# Wind Load Code Requirements



## fj80 (Jan 18, 2017)

I'm designing a single family residence in Tennessee, an area I'm not familiar with, and the builder has asked me to check for any wind load code issues. We're using IRC 2012.

I've looked at Figure R301.2(4)A, B, and C and that area is not within any of the shaded areas for required wind design. Is that the only thing I need to look for, or are there any other parts of the code that pertain to wind?


----------



## CityKin (Jan 18, 2017)

Look at the lines on the map.  If for example you are between the 90 and the 100 lines, then you design for 90mph. I don't have the 2012 code right in front of me but by looking at the 2009 version, it looks like you will need to design for 90mph 3 second gust of wind.


----------



## Francis Vineyard (Jan 18, 2017)

See R301.2.1 "Wind speeds for localities in special wind regions, near mountainous terrain, and near gorges shall be based on elevation. Areas at 4,000 feet in elevation or higher shall use 110 V mph (48.4 m/s) and areas under 4,000 feet in elevation shall use 90 V mph (39.6 m/s). Gorge areas shall be based on the highest recorded speed per locality or in accordance with local jurisdiction requirements determined in accordance with Section 26.5.1 of ASCE 7."

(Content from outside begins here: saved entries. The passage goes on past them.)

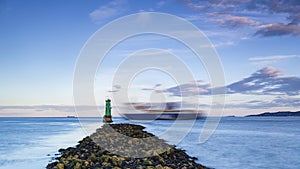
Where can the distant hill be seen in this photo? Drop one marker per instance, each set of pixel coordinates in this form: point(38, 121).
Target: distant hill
point(281, 113)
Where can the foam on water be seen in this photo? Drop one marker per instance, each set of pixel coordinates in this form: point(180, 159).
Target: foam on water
point(238, 142)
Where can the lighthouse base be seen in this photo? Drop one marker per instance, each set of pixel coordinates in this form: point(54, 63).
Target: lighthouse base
point(107, 119)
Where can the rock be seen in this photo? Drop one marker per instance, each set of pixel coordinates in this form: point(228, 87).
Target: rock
point(60, 166)
point(90, 155)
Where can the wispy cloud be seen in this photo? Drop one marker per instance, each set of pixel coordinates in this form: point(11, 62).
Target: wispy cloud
point(239, 14)
point(278, 30)
point(107, 11)
point(273, 58)
point(237, 22)
point(265, 104)
point(266, 81)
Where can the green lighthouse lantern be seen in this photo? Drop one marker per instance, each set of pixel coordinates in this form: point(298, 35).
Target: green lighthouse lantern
point(107, 108)
point(107, 117)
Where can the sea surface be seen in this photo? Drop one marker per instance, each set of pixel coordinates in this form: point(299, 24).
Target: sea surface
point(238, 142)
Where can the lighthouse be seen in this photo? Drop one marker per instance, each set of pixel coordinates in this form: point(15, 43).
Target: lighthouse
point(107, 117)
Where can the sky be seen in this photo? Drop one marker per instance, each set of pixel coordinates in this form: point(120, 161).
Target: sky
point(257, 43)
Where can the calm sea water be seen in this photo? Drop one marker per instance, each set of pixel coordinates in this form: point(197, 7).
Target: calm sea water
point(238, 142)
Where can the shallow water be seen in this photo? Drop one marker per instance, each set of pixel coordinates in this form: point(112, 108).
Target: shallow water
point(238, 142)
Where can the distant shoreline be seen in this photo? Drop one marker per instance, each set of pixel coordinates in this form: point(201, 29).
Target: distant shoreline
point(280, 113)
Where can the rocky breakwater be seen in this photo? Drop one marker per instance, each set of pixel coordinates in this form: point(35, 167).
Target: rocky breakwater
point(115, 146)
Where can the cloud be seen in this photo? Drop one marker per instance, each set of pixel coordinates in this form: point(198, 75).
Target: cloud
point(275, 57)
point(116, 88)
point(189, 89)
point(105, 12)
point(160, 4)
point(271, 59)
point(62, 108)
point(237, 22)
point(250, 13)
point(266, 81)
point(278, 30)
point(263, 104)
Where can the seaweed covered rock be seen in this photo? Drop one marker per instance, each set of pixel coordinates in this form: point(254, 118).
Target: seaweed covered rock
point(91, 152)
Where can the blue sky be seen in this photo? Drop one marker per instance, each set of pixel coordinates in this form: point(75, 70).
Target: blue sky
point(257, 42)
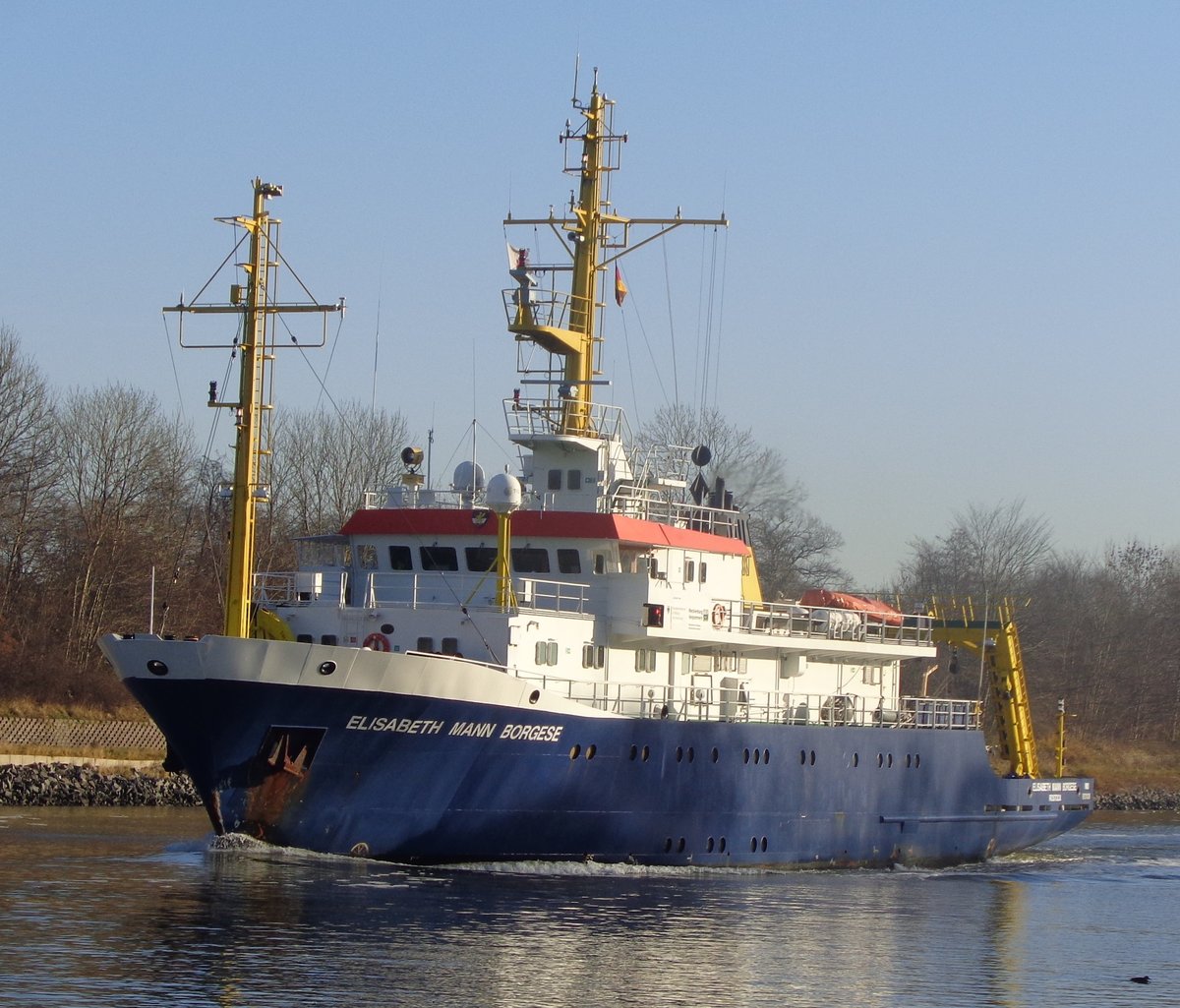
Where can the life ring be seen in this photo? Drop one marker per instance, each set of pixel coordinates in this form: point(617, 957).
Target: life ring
point(377, 642)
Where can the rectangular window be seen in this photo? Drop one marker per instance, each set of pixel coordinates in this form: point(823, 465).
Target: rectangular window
point(646, 660)
point(481, 559)
point(594, 655)
point(438, 558)
point(529, 560)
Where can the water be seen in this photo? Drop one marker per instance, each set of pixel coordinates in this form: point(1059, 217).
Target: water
point(125, 908)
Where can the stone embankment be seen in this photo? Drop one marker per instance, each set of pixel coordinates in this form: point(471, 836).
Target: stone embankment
point(62, 784)
point(1140, 800)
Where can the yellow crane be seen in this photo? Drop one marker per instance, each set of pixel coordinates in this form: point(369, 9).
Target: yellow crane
point(991, 634)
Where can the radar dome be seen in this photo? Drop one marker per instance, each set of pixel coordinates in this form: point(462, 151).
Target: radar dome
point(504, 494)
point(469, 477)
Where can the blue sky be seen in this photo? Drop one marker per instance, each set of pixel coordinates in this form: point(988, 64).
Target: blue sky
point(953, 274)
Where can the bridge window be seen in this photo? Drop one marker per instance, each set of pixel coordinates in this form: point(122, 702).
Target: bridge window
point(646, 660)
point(438, 558)
point(481, 559)
point(529, 560)
point(594, 655)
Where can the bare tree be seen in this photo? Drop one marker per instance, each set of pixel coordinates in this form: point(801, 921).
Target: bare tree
point(988, 552)
point(324, 461)
point(121, 502)
point(29, 466)
point(795, 549)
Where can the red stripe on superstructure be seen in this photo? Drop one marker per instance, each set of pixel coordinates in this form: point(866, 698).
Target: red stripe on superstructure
point(552, 524)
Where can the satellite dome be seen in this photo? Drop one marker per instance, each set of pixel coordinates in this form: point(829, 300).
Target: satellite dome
point(504, 494)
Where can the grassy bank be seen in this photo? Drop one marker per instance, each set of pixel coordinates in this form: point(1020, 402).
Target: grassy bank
point(1120, 766)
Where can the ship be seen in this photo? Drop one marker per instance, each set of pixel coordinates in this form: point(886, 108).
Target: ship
point(575, 661)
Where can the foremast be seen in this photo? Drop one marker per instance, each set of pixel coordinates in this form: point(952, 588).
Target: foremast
point(566, 325)
point(255, 346)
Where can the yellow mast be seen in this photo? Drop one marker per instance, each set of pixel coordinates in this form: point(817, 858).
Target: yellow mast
point(569, 329)
point(254, 301)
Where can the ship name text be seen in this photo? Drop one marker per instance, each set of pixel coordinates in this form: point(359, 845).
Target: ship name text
point(472, 730)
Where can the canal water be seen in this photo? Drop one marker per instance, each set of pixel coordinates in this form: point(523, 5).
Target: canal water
point(142, 908)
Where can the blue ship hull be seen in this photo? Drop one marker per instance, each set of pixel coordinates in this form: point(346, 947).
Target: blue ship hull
point(423, 779)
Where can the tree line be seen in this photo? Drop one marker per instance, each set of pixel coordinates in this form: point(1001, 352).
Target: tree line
point(101, 493)
point(111, 519)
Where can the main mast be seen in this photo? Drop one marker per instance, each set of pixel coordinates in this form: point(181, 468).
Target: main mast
point(565, 325)
point(254, 301)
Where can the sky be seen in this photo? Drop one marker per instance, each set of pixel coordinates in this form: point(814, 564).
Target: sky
point(951, 275)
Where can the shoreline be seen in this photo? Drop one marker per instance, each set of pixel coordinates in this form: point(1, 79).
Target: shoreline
point(84, 782)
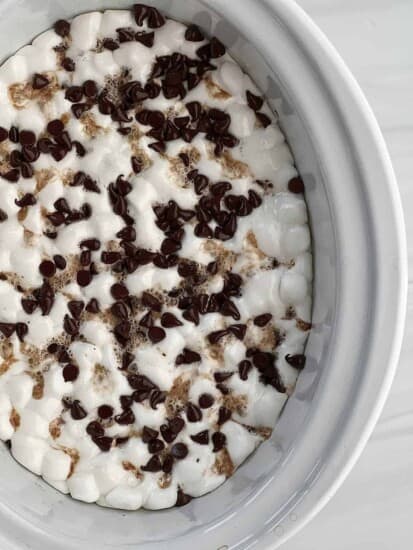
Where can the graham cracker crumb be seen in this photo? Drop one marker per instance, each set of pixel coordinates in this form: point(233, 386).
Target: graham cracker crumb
point(14, 419)
point(54, 427)
point(178, 395)
point(223, 464)
point(231, 167)
point(90, 126)
point(21, 93)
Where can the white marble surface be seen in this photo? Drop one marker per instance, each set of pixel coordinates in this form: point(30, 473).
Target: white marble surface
point(373, 510)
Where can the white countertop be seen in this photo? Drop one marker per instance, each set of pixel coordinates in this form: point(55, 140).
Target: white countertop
point(373, 510)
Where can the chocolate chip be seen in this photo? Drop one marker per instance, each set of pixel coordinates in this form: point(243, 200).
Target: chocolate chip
point(90, 88)
point(119, 291)
point(77, 411)
point(158, 146)
point(215, 337)
point(147, 320)
point(156, 446)
point(105, 412)
point(125, 418)
point(47, 268)
point(110, 44)
point(155, 18)
point(55, 127)
point(255, 102)
point(296, 185)
point(27, 200)
point(79, 108)
point(76, 307)
point(140, 12)
point(91, 244)
point(122, 332)
point(39, 81)
point(128, 233)
point(263, 119)
point(70, 373)
point(71, 325)
point(148, 434)
point(182, 498)
point(27, 137)
point(12, 175)
point(137, 165)
point(193, 34)
point(187, 356)
point(21, 330)
point(15, 158)
point(125, 34)
point(94, 429)
point(93, 306)
point(219, 441)
point(74, 94)
point(244, 368)
point(169, 320)
point(29, 305)
point(153, 465)
point(254, 199)
point(83, 277)
point(104, 443)
point(224, 415)
point(14, 134)
point(146, 38)
point(191, 315)
point(68, 64)
point(297, 361)
point(193, 413)
point(202, 438)
point(262, 320)
point(206, 400)
point(62, 27)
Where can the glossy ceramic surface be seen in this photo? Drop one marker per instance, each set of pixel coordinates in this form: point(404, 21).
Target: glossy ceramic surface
point(359, 299)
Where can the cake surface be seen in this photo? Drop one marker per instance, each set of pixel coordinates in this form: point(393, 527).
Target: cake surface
point(155, 261)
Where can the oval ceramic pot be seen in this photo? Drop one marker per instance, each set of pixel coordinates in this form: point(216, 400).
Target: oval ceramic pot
point(359, 299)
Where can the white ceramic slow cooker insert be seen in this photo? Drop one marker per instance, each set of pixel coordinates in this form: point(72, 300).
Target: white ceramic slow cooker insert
point(359, 299)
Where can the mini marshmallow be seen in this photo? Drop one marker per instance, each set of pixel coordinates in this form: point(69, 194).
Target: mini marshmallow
point(125, 498)
point(29, 451)
point(56, 465)
point(293, 288)
point(57, 432)
point(83, 486)
point(19, 389)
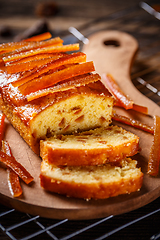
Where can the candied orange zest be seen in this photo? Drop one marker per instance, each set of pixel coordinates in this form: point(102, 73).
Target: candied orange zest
point(58, 76)
point(30, 46)
point(45, 64)
point(36, 57)
point(14, 183)
point(2, 119)
point(39, 37)
point(115, 90)
point(140, 108)
point(133, 123)
point(70, 83)
point(21, 67)
point(13, 178)
point(154, 158)
point(47, 49)
point(53, 65)
point(11, 162)
point(137, 108)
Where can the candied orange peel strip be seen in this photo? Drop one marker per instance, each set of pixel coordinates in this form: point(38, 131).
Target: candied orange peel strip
point(15, 47)
point(13, 178)
point(39, 37)
point(55, 77)
point(133, 123)
point(53, 64)
point(47, 49)
point(121, 99)
point(14, 183)
point(26, 66)
point(44, 65)
point(30, 46)
point(2, 118)
point(37, 57)
point(115, 90)
point(11, 162)
point(154, 158)
point(70, 83)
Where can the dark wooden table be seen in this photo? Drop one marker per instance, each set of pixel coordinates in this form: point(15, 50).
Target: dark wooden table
point(20, 19)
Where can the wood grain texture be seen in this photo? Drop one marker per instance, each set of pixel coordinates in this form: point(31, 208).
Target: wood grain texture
point(36, 201)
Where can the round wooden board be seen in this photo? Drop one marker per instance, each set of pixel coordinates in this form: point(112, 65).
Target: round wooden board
point(35, 200)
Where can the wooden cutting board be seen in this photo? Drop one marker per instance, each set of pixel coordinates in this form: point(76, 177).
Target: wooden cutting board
point(112, 52)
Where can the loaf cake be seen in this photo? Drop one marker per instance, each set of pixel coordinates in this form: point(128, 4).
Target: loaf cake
point(60, 107)
point(80, 108)
point(59, 97)
point(92, 182)
point(94, 147)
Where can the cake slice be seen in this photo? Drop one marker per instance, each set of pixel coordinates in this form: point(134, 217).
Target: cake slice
point(76, 109)
point(96, 182)
point(93, 147)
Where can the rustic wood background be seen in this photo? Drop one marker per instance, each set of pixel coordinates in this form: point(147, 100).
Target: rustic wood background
point(17, 16)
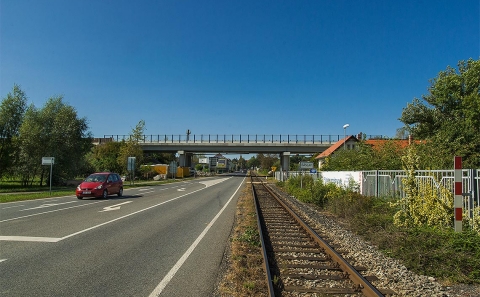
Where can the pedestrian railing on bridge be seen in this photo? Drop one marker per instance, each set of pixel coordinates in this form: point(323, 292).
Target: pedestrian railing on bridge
point(236, 138)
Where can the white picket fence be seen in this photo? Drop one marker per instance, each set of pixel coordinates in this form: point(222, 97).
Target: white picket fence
point(388, 183)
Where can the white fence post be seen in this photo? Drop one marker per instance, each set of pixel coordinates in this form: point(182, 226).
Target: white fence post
point(458, 200)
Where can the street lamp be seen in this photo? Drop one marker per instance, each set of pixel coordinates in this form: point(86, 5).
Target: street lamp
point(345, 134)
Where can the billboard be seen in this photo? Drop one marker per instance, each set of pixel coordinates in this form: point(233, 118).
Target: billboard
point(221, 163)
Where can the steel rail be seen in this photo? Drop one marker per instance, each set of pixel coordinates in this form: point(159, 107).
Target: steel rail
point(271, 291)
point(361, 283)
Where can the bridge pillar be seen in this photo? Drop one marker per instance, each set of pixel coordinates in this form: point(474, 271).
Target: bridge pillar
point(181, 158)
point(285, 165)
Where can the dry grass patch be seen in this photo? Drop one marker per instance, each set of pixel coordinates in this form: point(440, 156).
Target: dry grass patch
point(245, 275)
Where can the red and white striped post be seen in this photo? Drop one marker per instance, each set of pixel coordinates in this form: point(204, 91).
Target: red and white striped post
point(458, 200)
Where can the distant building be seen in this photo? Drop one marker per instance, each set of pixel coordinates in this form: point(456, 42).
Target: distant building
point(348, 143)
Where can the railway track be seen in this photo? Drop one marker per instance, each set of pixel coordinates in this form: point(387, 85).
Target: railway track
point(300, 262)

It's on the eastern border in map R301.2(4)B


----------



## Francis Vineyard (Jan 18, 2017)




----------



## fj80 (Jan 18, 2017)

There are no special wind regions anywhere in Tennessee on Figure R301.2(4)B, and 90mph winds. The gray area near there appears to be in North Carolina and Virginia. So does this mean wind design is not required?


----------



## JBI (Jan 18, 2017)

Lacking some local history of unusual wind conditions (or possibly a local amendment to the IRC), it would appear that 'wind design' is not automatically required.


----------



## fj80 (Jan 18, 2017)

JBI said:


> Lacking some local history of unusual wind conditions (or possibly a local amendment to the IRC), it would appear that 'wind design' is not automatically required.


Ok, thanks. That what I am thinking too. I have a call in to the local building department to ask for their local climatic and geographical design criteria from Table R301.2(1). I think that should be everything I need.


----------